Frequently Asked Questions
Q: How do you handle code reviews in an async-first engineering team? A: Set an explicit review SLA (ours is one business day) and make PR descriptions do the heavy lifting – explain not just what changed but why, link the relevant issue, and flag anything the reviewer should focus on. The biggest async-review failure mode is a PR that sits for three days because the reviewer needs context that exists only in someone's head. Write it down or pay for it later.
Q: Does Sugarbug help with async-first workflows? A: It helps with the specific problem of context getting fragmented across tools – a decision in Slack, a task in Linear, a design comment in Figma. Sugarbug connects those signals so status is visible without anyone having to narrate it in a meeting. It's not the only way to solve that problem (you could also be very disciplined about cross-linking everything manually), but we built it because we got tired of the manual version.
Q: What's the biggest mistake teams make when going async-first? A: Treating it as a policy change instead of a habit change. You can write a beautiful "communication norms" document, but if people don't actually update their Linear issues or write decisions into PRs, you've just removed meetings without replacing the information flow. The norms have to become muscle memory, which takes about a month of gentle, consistent nudging.

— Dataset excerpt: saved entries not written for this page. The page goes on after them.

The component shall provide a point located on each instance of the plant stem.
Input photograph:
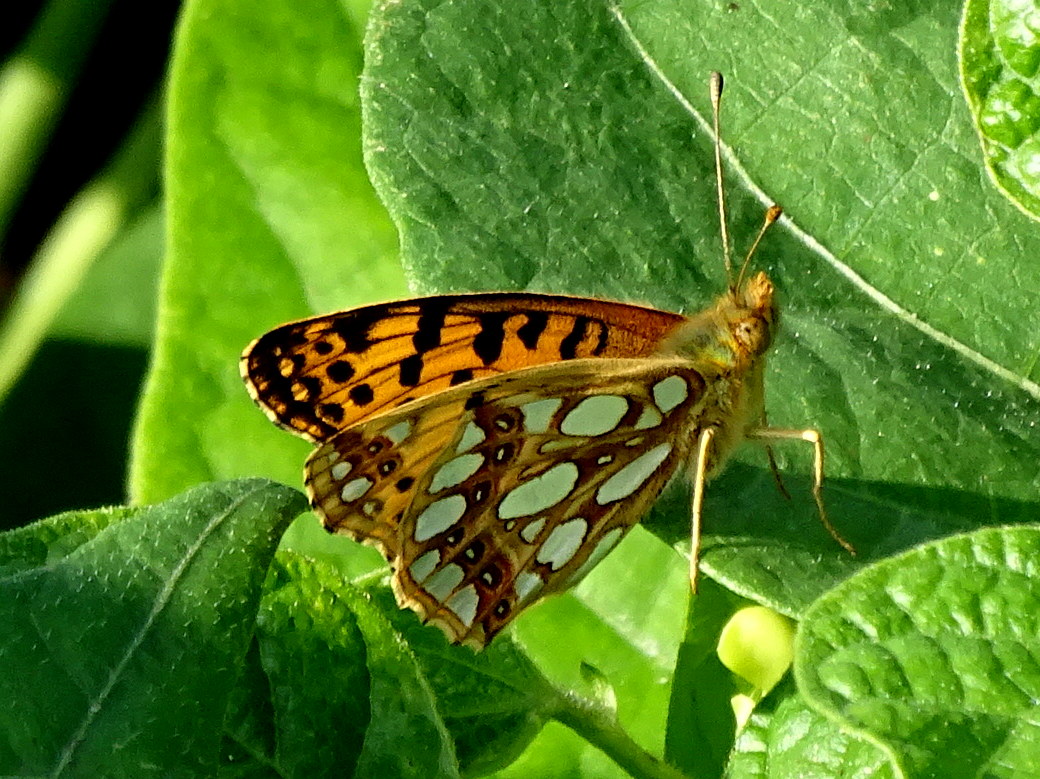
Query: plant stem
(600, 729)
(86, 226)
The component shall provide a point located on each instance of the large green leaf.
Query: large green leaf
(270, 217)
(572, 155)
(563, 147)
(127, 628)
(933, 655)
(999, 63)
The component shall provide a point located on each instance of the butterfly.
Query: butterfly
(496, 446)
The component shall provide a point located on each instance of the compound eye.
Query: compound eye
(752, 334)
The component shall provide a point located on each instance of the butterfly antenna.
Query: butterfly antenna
(772, 214)
(715, 87)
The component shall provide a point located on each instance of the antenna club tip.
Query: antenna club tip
(716, 82)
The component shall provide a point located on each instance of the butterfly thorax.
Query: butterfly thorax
(726, 343)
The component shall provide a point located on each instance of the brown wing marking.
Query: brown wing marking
(317, 377)
(488, 555)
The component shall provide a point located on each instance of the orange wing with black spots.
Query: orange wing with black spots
(317, 377)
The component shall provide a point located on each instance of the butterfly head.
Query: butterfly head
(751, 315)
(732, 334)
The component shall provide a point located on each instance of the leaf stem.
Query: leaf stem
(601, 729)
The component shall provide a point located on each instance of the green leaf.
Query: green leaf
(345, 690)
(126, 628)
(999, 63)
(933, 654)
(573, 156)
(784, 737)
(270, 217)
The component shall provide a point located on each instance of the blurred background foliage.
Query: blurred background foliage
(81, 234)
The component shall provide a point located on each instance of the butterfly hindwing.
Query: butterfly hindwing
(488, 496)
(320, 375)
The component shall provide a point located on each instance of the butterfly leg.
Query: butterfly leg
(700, 476)
(812, 437)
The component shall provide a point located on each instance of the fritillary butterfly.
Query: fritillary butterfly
(496, 446)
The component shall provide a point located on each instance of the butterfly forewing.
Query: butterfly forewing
(488, 496)
(320, 375)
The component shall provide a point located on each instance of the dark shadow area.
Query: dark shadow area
(65, 431)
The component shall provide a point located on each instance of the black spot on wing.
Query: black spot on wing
(488, 343)
(362, 394)
(461, 377)
(356, 328)
(340, 371)
(410, 370)
(431, 323)
(332, 412)
(569, 346)
(531, 330)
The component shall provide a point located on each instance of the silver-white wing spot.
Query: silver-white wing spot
(355, 489)
(439, 516)
(424, 566)
(464, 604)
(442, 583)
(538, 414)
(595, 416)
(527, 585)
(670, 392)
(649, 418)
(563, 542)
(540, 493)
(398, 432)
(530, 530)
(603, 547)
(629, 478)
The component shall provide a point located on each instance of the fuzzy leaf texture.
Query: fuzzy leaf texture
(1001, 71)
(128, 626)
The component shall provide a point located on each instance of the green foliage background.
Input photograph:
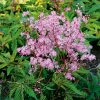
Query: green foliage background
(15, 81)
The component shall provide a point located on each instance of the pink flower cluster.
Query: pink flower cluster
(54, 31)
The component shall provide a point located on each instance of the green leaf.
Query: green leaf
(3, 65)
(68, 97)
(9, 69)
(19, 94)
(94, 8)
(30, 92)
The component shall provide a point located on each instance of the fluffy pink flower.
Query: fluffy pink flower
(25, 13)
(67, 9)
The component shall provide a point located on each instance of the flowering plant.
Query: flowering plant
(55, 34)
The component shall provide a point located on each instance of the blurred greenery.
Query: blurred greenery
(15, 81)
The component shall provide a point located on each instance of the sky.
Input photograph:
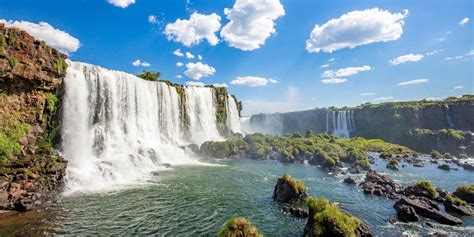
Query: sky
(274, 55)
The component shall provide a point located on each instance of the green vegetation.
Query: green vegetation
(455, 200)
(149, 75)
(239, 227)
(297, 185)
(328, 217)
(11, 131)
(428, 187)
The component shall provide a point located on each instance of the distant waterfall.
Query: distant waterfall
(233, 120)
(340, 123)
(117, 128)
(449, 119)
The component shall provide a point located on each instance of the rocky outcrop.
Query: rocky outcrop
(423, 207)
(380, 185)
(30, 80)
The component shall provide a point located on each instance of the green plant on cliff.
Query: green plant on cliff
(237, 227)
(297, 185)
(327, 217)
(149, 75)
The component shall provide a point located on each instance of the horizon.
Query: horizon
(413, 51)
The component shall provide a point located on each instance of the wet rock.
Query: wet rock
(405, 213)
(423, 208)
(349, 180)
(380, 185)
(444, 167)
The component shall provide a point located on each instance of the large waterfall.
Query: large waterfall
(117, 128)
(340, 123)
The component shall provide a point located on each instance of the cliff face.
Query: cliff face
(421, 125)
(30, 78)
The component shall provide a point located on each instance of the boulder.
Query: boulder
(424, 208)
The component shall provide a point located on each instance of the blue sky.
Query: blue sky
(433, 39)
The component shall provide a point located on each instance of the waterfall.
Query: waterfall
(342, 123)
(449, 119)
(233, 121)
(117, 128)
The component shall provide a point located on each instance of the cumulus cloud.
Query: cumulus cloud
(55, 38)
(413, 82)
(194, 83)
(121, 3)
(406, 58)
(199, 27)
(189, 55)
(344, 72)
(252, 81)
(198, 70)
(356, 28)
(464, 21)
(251, 23)
(178, 53)
(138, 62)
(334, 81)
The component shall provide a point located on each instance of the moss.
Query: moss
(239, 227)
(328, 217)
(297, 185)
(428, 187)
(455, 200)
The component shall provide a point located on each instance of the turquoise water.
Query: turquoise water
(197, 200)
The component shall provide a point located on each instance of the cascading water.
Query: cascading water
(342, 123)
(117, 128)
(233, 121)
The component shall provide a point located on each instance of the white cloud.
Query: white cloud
(334, 81)
(138, 62)
(189, 55)
(220, 85)
(252, 81)
(356, 28)
(384, 98)
(190, 32)
(178, 53)
(199, 70)
(194, 83)
(413, 82)
(464, 21)
(406, 58)
(121, 3)
(344, 72)
(251, 23)
(55, 38)
(152, 19)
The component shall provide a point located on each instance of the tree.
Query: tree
(149, 75)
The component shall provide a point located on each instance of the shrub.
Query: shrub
(238, 226)
(328, 217)
(428, 187)
(297, 185)
(149, 75)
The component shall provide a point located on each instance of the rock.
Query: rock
(380, 185)
(444, 167)
(405, 213)
(289, 190)
(349, 180)
(423, 208)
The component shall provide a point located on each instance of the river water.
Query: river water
(196, 200)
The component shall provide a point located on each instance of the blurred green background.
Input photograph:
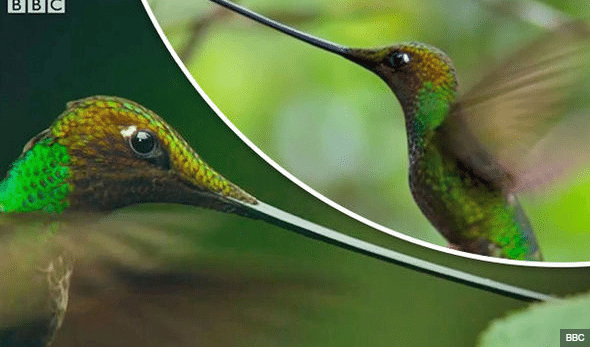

Q: How do you handle urgent production issues in an async-first team? A: You don't handle them async – that's the whole point of "async-first, not async-only." Define a clear escalation path: a dedicated Slack channel or PagerDuty for true emergencies, with the understanding that everything else follows normal response windows. The key distinction is between "urgent" (production is down) and "I want an answer now" (which is usually impatience, not urgency).
Q: Can Sugarbug replace standup meetings entirely? A: It can replace the information-gathering part – the "what did everyone do yesterday?" ritual – because that context is already flowing through GitHub, Linear, and Slack. What it can't replace is the human connection part, which is why we still keep a short weekly sync for the conversations that benefit from being in the same (virtual) room.